🚀 Deployment Guide

Use this page as the canonical installation guide. Start with Basic Deployment for a simple environment, or Zero Trust Deployment when network isolation is required.

Note: You can change parameter values in main.parameters.json or set them with azd env set before running azd provision. This applies only to parameters that support environment variable substitution.

Underlying infrastructure: GPT-RAG provisions the Azure AI Landing Zone (AILZ) Bicep module as its infrastructure foundation. For the full list of parameters, opt-in features (IP allow-lists, BYO Private DNS / Log Analytics, hub-and-spoke integration, etc.), and the v2 migration path, see the AILZ parameterization reference and the v2-migration guide.

Prerequisites

Required Permissions:

Azure subscription with Contributor and User Access Admin roles
Agreement to Responsible AI terms for Azure AI Services

Required Tools:

Basic Deployment

Quick setup for demos without network isolation. In this mode, the workstation can run the full flow: provision, post-provision configuration, and service deployment.

azd init -t azure/gpt-rag
az login
azd auth login
azd env set NETWORK_ISOLATION false
azd provision
azd deploy

Add --tenant for az or --tenant-id for azd if you want a specific tenant.

Resource naming: Starting with GPT-RAG v3.1.0 and AI Landing Zone v2.2.0, fresh deployments name resources using the Cloud Adoption Framework pattern (for example cosmos-<hash>-<env>-<region>-001). No extra variables are required. If you need to keep the pre-v3.1.0 names, set RESOURCE_NAMING_MODE=legacy before azd provision. See the resource naming guide for details, override options, and a before/after table.

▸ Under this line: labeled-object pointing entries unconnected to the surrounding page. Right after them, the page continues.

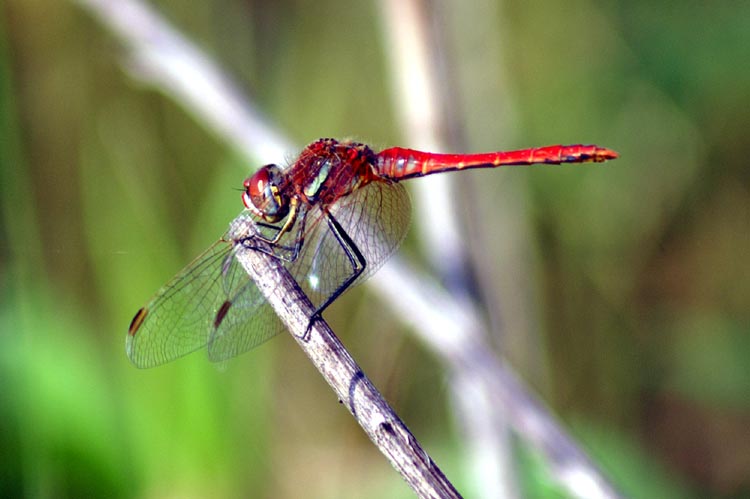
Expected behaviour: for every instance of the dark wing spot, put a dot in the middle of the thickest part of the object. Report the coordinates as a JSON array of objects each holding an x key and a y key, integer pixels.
[
  {"x": 140, "y": 316},
  {"x": 222, "y": 313}
]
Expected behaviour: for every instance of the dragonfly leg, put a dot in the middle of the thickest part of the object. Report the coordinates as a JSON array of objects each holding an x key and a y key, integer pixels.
[
  {"x": 271, "y": 245},
  {"x": 356, "y": 259}
]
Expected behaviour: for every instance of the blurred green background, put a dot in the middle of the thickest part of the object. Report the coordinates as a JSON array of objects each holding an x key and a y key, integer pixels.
[{"x": 640, "y": 292}]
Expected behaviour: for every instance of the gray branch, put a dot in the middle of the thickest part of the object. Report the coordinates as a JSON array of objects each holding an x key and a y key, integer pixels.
[{"x": 353, "y": 389}]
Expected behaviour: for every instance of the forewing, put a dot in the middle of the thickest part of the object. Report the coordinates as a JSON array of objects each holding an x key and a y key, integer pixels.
[
  {"x": 246, "y": 321},
  {"x": 179, "y": 318},
  {"x": 375, "y": 217}
]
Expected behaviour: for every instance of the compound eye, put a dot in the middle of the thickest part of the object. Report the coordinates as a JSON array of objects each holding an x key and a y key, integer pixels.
[{"x": 263, "y": 194}]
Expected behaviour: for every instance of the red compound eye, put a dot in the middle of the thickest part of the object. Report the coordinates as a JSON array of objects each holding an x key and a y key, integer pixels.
[{"x": 263, "y": 194}]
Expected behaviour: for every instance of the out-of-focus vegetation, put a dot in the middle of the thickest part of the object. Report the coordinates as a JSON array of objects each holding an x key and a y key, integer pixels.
[{"x": 639, "y": 285}]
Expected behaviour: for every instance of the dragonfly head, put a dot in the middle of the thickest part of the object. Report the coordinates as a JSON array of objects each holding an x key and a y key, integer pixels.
[{"x": 263, "y": 194}]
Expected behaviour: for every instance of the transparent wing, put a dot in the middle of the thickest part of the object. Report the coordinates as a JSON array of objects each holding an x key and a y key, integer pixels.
[
  {"x": 181, "y": 317},
  {"x": 246, "y": 320},
  {"x": 375, "y": 217}
]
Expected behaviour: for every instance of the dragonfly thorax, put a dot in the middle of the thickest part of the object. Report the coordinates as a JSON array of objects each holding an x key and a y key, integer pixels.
[{"x": 264, "y": 196}]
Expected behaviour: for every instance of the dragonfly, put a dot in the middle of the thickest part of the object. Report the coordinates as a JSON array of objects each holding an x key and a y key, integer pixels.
[{"x": 332, "y": 218}]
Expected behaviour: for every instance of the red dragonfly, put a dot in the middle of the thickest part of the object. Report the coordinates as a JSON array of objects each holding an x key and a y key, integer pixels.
[{"x": 333, "y": 218}]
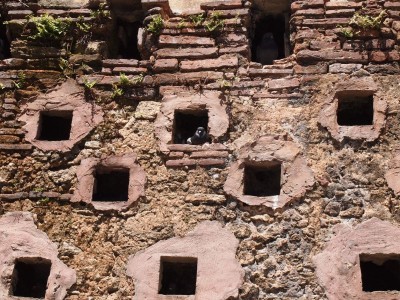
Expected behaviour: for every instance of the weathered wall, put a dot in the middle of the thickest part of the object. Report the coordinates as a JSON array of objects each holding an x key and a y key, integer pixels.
[{"x": 184, "y": 184}]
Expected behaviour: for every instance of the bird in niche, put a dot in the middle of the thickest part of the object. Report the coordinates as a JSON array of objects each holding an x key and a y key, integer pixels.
[
  {"x": 199, "y": 138},
  {"x": 267, "y": 49}
]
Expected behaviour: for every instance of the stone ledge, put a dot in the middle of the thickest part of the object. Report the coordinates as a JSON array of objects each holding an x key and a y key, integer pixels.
[{"x": 205, "y": 199}]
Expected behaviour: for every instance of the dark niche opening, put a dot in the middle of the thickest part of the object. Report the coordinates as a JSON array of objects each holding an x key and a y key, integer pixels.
[
  {"x": 54, "y": 125},
  {"x": 111, "y": 184},
  {"x": 30, "y": 276},
  {"x": 380, "y": 272},
  {"x": 178, "y": 275},
  {"x": 5, "y": 51},
  {"x": 127, "y": 39},
  {"x": 355, "y": 110},
  {"x": 262, "y": 181},
  {"x": 271, "y": 38},
  {"x": 186, "y": 125}
]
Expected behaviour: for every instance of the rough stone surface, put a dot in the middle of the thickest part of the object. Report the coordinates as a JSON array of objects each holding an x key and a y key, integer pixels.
[
  {"x": 296, "y": 176},
  {"x": 219, "y": 275},
  {"x": 209, "y": 101},
  {"x": 85, "y": 176},
  {"x": 20, "y": 238},
  {"x": 328, "y": 114},
  {"x": 85, "y": 116},
  {"x": 338, "y": 265}
]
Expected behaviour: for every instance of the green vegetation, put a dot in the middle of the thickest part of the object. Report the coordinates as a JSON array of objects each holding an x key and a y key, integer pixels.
[
  {"x": 48, "y": 28},
  {"x": 156, "y": 25},
  {"x": 124, "y": 83},
  {"x": 368, "y": 22}
]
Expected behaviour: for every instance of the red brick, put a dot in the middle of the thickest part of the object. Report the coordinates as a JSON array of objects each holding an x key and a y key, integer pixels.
[
  {"x": 188, "y": 40},
  {"x": 181, "y": 163},
  {"x": 279, "y": 84},
  {"x": 199, "y": 154},
  {"x": 209, "y": 64},
  {"x": 231, "y": 4},
  {"x": 165, "y": 65},
  {"x": 211, "y": 162},
  {"x": 187, "y": 53},
  {"x": 308, "y": 56}
]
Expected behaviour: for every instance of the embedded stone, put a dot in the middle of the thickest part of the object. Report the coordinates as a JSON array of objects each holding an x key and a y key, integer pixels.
[
  {"x": 278, "y": 161},
  {"x": 93, "y": 173},
  {"x": 22, "y": 242},
  {"x": 218, "y": 274},
  {"x": 339, "y": 265},
  {"x": 83, "y": 117}
]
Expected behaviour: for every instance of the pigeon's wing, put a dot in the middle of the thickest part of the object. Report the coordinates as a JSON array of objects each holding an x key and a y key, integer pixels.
[{"x": 267, "y": 52}]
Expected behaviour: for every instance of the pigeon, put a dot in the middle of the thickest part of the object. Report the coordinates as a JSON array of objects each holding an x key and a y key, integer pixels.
[
  {"x": 199, "y": 138},
  {"x": 267, "y": 49}
]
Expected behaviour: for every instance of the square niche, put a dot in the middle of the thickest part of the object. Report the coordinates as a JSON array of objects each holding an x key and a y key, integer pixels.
[
  {"x": 380, "y": 272},
  {"x": 54, "y": 125},
  {"x": 29, "y": 278},
  {"x": 178, "y": 275},
  {"x": 186, "y": 123},
  {"x": 355, "y": 110},
  {"x": 262, "y": 181},
  {"x": 110, "y": 184}
]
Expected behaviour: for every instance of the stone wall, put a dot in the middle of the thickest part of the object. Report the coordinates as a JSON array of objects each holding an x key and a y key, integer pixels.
[{"x": 188, "y": 58}]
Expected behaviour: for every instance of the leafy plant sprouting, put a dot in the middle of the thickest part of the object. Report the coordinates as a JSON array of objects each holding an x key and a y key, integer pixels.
[
  {"x": 89, "y": 84},
  {"x": 20, "y": 83},
  {"x": 48, "y": 28},
  {"x": 214, "y": 22},
  {"x": 156, "y": 25},
  {"x": 347, "y": 32},
  {"x": 197, "y": 20},
  {"x": 368, "y": 22}
]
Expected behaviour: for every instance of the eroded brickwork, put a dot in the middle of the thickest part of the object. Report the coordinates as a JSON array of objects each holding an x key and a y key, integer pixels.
[{"x": 327, "y": 44}]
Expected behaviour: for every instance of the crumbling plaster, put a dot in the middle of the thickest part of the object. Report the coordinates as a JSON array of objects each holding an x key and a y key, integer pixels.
[{"x": 20, "y": 238}]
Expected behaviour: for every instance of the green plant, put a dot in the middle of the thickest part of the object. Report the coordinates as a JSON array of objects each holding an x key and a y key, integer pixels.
[
  {"x": 43, "y": 201},
  {"x": 117, "y": 92},
  {"x": 197, "y": 20},
  {"x": 101, "y": 14},
  {"x": 20, "y": 83},
  {"x": 368, "y": 22},
  {"x": 89, "y": 84},
  {"x": 138, "y": 79},
  {"x": 124, "y": 80},
  {"x": 214, "y": 22},
  {"x": 156, "y": 24},
  {"x": 181, "y": 24},
  {"x": 48, "y": 28},
  {"x": 347, "y": 32}
]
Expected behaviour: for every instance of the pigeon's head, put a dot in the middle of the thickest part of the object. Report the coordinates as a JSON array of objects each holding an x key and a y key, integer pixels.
[
  {"x": 268, "y": 36},
  {"x": 200, "y": 131}
]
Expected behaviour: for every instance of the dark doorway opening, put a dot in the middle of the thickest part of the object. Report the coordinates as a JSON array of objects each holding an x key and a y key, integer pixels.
[
  {"x": 380, "y": 273},
  {"x": 178, "y": 276},
  {"x": 54, "y": 125},
  {"x": 111, "y": 184},
  {"x": 186, "y": 124},
  {"x": 127, "y": 39},
  {"x": 355, "y": 110},
  {"x": 271, "y": 39},
  {"x": 30, "y": 277},
  {"x": 5, "y": 51},
  {"x": 262, "y": 181}
]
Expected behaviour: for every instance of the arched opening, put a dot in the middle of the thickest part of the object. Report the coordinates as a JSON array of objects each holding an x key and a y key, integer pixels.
[{"x": 270, "y": 31}]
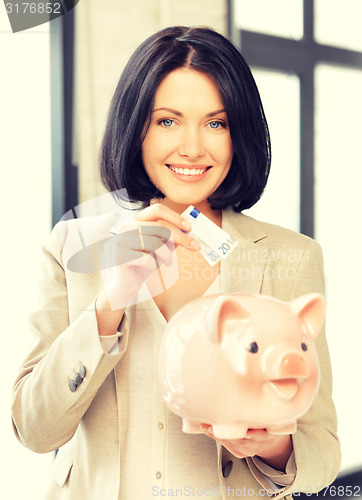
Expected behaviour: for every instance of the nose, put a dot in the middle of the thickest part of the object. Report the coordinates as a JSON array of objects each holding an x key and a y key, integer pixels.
[
  {"x": 191, "y": 144},
  {"x": 293, "y": 365}
]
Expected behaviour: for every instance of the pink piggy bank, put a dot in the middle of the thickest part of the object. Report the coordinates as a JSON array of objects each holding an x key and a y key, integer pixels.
[{"x": 241, "y": 361}]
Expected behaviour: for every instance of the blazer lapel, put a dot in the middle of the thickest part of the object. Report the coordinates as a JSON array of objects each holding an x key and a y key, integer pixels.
[{"x": 244, "y": 269}]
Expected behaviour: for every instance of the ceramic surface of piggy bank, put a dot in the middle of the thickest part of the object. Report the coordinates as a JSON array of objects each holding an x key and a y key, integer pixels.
[{"x": 240, "y": 361}]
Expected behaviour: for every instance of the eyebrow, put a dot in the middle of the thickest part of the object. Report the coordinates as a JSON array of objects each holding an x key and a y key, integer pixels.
[{"x": 178, "y": 113}]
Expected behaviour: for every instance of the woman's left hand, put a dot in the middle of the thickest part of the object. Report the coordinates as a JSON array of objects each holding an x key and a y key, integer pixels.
[{"x": 272, "y": 449}]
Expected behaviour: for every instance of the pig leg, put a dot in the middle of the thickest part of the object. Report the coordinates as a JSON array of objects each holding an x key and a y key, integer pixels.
[
  {"x": 190, "y": 427},
  {"x": 230, "y": 431},
  {"x": 283, "y": 429}
]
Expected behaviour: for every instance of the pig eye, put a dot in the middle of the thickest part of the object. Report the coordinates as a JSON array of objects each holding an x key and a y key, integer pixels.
[{"x": 252, "y": 347}]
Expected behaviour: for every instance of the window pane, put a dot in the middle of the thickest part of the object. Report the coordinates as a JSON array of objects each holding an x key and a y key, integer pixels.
[
  {"x": 281, "y": 199},
  {"x": 338, "y": 181},
  {"x": 338, "y": 23},
  {"x": 279, "y": 17}
]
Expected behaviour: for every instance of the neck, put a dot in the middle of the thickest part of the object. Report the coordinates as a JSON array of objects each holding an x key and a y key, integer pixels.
[{"x": 203, "y": 207}]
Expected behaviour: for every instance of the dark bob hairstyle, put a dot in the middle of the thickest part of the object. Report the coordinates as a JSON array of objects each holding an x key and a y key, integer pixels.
[{"x": 204, "y": 50}]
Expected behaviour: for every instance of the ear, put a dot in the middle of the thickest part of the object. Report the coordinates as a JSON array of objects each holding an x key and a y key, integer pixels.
[
  {"x": 221, "y": 312},
  {"x": 311, "y": 309}
]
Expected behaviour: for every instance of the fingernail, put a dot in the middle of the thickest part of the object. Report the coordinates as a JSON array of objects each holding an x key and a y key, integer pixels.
[
  {"x": 187, "y": 225},
  {"x": 195, "y": 244}
]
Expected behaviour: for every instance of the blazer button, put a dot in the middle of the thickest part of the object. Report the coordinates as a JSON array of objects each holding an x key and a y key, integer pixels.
[
  {"x": 227, "y": 468},
  {"x": 72, "y": 385},
  {"x": 82, "y": 371}
]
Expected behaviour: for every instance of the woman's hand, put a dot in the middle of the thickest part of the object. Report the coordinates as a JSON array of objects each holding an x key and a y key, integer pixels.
[
  {"x": 272, "y": 449},
  {"x": 134, "y": 254}
]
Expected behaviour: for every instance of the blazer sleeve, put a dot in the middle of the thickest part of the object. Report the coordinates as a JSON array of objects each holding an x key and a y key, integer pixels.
[
  {"x": 316, "y": 445},
  {"x": 47, "y": 406}
]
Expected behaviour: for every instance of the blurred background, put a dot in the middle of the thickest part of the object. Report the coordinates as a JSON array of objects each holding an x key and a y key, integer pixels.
[{"x": 56, "y": 83}]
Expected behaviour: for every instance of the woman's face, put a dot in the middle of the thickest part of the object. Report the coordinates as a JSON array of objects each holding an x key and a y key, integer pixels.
[{"x": 187, "y": 151}]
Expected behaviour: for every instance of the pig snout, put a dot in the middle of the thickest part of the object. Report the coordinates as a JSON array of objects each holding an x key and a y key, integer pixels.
[{"x": 293, "y": 366}]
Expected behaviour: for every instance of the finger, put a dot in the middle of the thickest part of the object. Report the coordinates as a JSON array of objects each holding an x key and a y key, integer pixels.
[
  {"x": 158, "y": 211},
  {"x": 169, "y": 234}
]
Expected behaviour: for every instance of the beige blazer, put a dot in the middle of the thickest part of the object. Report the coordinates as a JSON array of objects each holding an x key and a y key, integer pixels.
[{"x": 48, "y": 415}]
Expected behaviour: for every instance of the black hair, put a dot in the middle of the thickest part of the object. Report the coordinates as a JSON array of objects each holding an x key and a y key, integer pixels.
[{"x": 205, "y": 50}]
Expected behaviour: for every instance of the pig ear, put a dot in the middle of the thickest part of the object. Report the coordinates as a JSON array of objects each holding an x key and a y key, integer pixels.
[
  {"x": 311, "y": 308},
  {"x": 223, "y": 310}
]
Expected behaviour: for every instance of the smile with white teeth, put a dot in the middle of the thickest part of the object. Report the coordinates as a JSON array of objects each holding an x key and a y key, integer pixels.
[{"x": 187, "y": 171}]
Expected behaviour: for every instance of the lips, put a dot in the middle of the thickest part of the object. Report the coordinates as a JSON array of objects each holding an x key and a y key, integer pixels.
[{"x": 189, "y": 170}]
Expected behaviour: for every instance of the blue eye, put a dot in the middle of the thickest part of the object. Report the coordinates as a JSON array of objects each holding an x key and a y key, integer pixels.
[
  {"x": 167, "y": 122},
  {"x": 215, "y": 124}
]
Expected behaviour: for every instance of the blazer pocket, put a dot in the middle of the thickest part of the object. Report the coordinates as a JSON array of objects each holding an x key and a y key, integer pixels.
[{"x": 61, "y": 467}]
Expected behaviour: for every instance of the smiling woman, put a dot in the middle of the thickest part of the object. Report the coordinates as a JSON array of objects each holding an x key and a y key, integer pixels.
[
  {"x": 187, "y": 151},
  {"x": 216, "y": 70},
  {"x": 186, "y": 127}
]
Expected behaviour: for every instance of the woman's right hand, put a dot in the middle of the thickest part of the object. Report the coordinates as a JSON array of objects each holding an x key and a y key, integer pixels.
[{"x": 134, "y": 254}]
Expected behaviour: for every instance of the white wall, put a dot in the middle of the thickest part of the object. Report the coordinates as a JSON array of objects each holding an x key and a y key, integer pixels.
[{"x": 25, "y": 204}]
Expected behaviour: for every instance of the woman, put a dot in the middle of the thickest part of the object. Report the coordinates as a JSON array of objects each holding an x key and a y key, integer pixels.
[{"x": 186, "y": 127}]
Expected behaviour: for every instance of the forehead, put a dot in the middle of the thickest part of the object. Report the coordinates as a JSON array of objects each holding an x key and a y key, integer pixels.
[{"x": 188, "y": 87}]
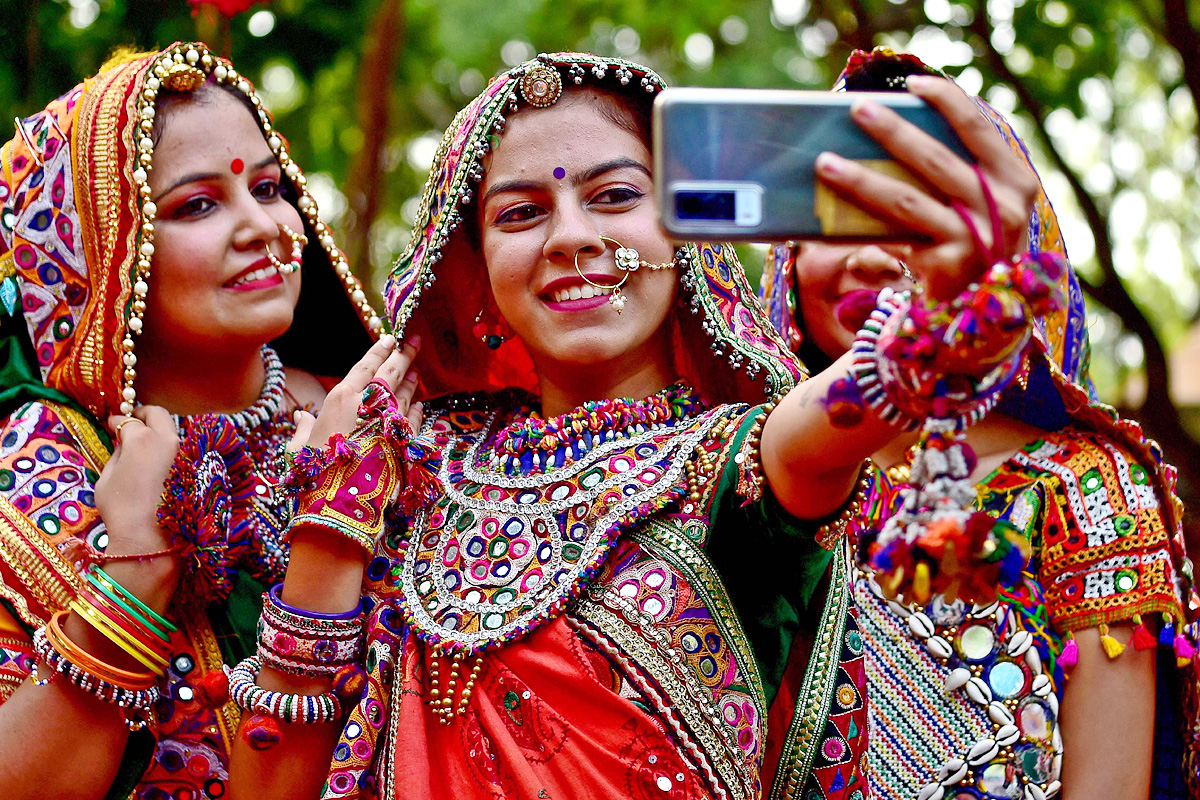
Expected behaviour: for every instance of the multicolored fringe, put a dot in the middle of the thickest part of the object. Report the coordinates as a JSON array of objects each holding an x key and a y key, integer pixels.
[{"x": 207, "y": 509}]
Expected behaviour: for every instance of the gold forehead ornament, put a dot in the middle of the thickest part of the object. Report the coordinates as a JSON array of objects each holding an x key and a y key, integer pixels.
[{"x": 541, "y": 85}]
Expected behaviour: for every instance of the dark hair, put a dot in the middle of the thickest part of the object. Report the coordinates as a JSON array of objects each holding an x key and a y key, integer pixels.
[
  {"x": 202, "y": 94},
  {"x": 629, "y": 112}
]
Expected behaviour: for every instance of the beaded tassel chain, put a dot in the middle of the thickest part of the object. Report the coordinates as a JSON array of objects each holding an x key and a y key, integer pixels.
[
  {"x": 444, "y": 693},
  {"x": 942, "y": 367},
  {"x": 537, "y": 444}
]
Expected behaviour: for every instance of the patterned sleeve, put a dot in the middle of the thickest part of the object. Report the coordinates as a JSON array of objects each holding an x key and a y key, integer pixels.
[
  {"x": 768, "y": 559},
  {"x": 1105, "y": 547},
  {"x": 48, "y": 518}
]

azd provision runs GPT-RAG preflight checks before Azure Resource Manager deployment starts. These checks validate the selected region, jumpbox VM SKU restrictions, provider/location support for AI Search, Cosmos DB, Container Apps, and AI Foundry/Cognitive Services, and Azure OpenAI model quota for the configured deployments. If model quota is insufficient, the hook fails early and suggests candidate regions when possible.

Some transient Azure capacity failures are not exposed by reliable pre-create APIs. For example, Cosmos DB can still fail later with regional high-demand ServiceUnavailable; the preflight reports this limitation explicitly. Use GPT_RAG_REGIONAL_PREFLIGHT_SKIP=true only to bypass GPT-RAG regional checks, or PREFLIGHT_SKIP=true to bypass all preflight hooks.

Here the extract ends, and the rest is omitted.